Let’s get over one thing straight away, this daft film, the first of many Herbie in-car-nations, requires you to buy into the idea of a VW Beetle that, well, is imbued with life. He putters along without a driver exposing a great deal of irascibility to things he doesn’t like. Herbie’s got an attitude. Upon reflection, he’s quite sinister — is this speedy little motor possessed? We’ll never know because the point of this chirpy, rather hippyish Disney movie of the late ‘60s is not to care. Herbie’s like the anthropomorphised critters of Disney lore, but in four-wheeled form. We’re meant to love the Bug for his mischievous spirit and cuteness. It’s a tall order.

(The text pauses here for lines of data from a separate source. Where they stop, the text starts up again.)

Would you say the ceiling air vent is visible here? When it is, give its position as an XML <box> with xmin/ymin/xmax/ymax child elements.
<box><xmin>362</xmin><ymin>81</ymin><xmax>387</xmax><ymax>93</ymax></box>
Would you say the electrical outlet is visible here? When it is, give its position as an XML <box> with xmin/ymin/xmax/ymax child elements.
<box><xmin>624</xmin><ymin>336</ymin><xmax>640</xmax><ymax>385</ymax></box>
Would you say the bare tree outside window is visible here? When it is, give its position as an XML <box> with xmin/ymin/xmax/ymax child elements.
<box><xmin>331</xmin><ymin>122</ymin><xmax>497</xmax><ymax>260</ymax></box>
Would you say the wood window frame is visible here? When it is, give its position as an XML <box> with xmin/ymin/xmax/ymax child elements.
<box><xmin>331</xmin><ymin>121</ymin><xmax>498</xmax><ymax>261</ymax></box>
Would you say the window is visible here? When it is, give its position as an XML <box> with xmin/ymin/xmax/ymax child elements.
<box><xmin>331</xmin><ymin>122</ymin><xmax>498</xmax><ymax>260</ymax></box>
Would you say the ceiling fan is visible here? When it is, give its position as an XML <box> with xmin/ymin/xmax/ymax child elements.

Glistening in that way all Disney franchises did at the time, a sun dappled Californian playground at one remove from reality, it has bland everyman Dean Jones as the hero and bland Michelle Lee as the love interest alongside chubby Buddy Hackett as the mechanic who tends to play fall-guy to the gags. Director Robert Stevenson had made The Absent Minded Professor, and doesn’t stray too far from that formula of easy slapstick and the triumph of the little man (or car).
It’s a thin premise but a popular one, people seemed to like the concept of applying human foibles to an inanimate object – we even get Herbie attempting suicide when he is superseded by a Lamborghini. Although, it really isn’t very funny.
The first of the silly VW Beetle with a cute personality comedies, is as childish dated and occasionally sweet as the others.